Why Royal Dutch Shell Shares Are Unsustainable

By early 2017 it seemed to some analysts that Royal Dutch Shell Shares were becoming unsustainable; the reason given for this bleak announcement was simple enough. Royal Dutch Shell Shares were becoming unsustainable because the dividends which they offered were themselves becoming unsustainable in the face of various problems that were dogging the big oil companies. In response to the problems and not wanting to face the backlash of unpopularity that would follow any cut in dividends, the company was taking steps that were like a slow motion self-liquidation. To finance the dividends, Royal Dutch Shell was selling assets as well as taking on debt. This seems like a desperate measure, and it is; we should perhaps remember the popularity of Royal Dutch shares among not only investors but also with fund managers attracted by the high yield for the dividend, and realise that as a result, many retirement funds rely on the dividend.
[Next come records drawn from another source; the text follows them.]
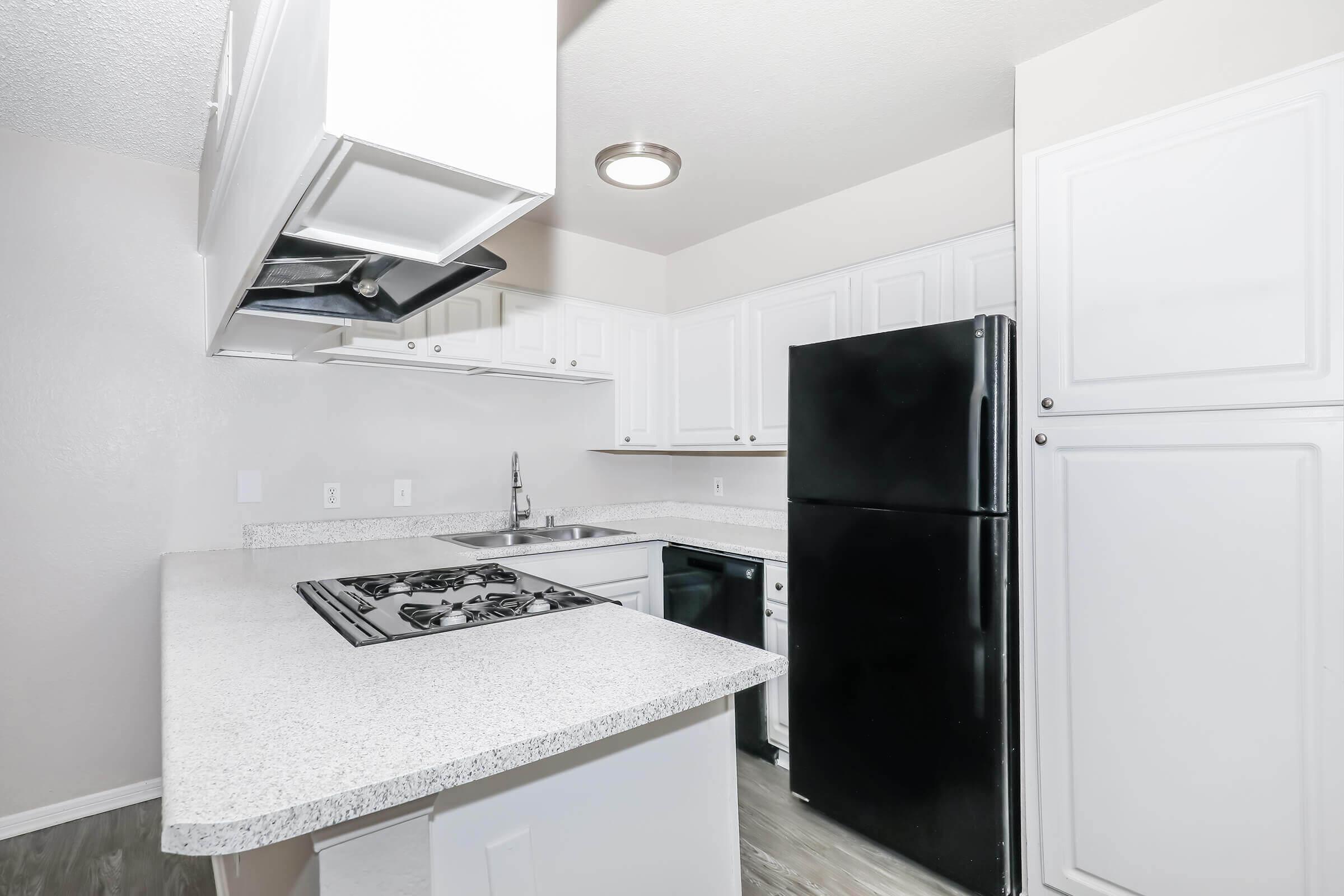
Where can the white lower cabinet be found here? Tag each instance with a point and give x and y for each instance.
(1188, 625)
(632, 593)
(777, 689)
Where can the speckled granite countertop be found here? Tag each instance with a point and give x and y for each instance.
(273, 726)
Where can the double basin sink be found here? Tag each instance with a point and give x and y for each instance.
(530, 536)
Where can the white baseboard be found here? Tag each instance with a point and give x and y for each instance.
(59, 813)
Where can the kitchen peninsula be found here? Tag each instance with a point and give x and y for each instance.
(494, 759)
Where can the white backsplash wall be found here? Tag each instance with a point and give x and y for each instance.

Imagine if that dividend were to be reduced to get some idea of the backlash that would ensue and of the pressure that has been as a result placed on Royal Dutch Shell.

Yet it seems that the dividends for Royal Dutch Shell Shares are bound to fall unless we see a very unlikely return higher oil prices. The company, like several other oil giants, has been exhibiting alarming features in its cash flow; specifically, the inflow of cash is not enough to cover the cost of capital investments as well as the dividends which it is bound to pay on Royal Dutch Shell Shares. The company has been making up for this cash shortfall by disposing of assets and by running up debt. The dividend payments are being financed by steps which are steadily worsening Royal Dutch Shell’s overall financial viability. In the end, it seems that something is bound to give, and it will be the dividends, which will be subject to a hefty reduction or simply done away with. The consequences of this the value of Royal Dutch Shell stock can easily be imagined and will be painful for those who have the misfortune to experience it.

Another problem which analysts predicted for Royal Dutch Shell Shares was, as we have touched upon earlier, the question of the future price of oil. By early 2017 many oil industry outsiders were looking back on the recent high prices of oil with nostalgia and hoping that the good old days would return. Indeed if this was the case then Royal Dutch Shell Shares would not be unsustainable. This, however, did not seem likely, at least not at the start of 2017. Indeed it seemed more likely that the recent higher oil prices had been a bubble, the product of specific and unlikely to be repeated circumstances. If this does prove to be the case, and it is looking more likely that it is, then Royal Dutch Shell can look forward to either a future of further asset liquidation and mounting debt, or to an unpopular reduction in dividends. Either way, the prospect seems grim.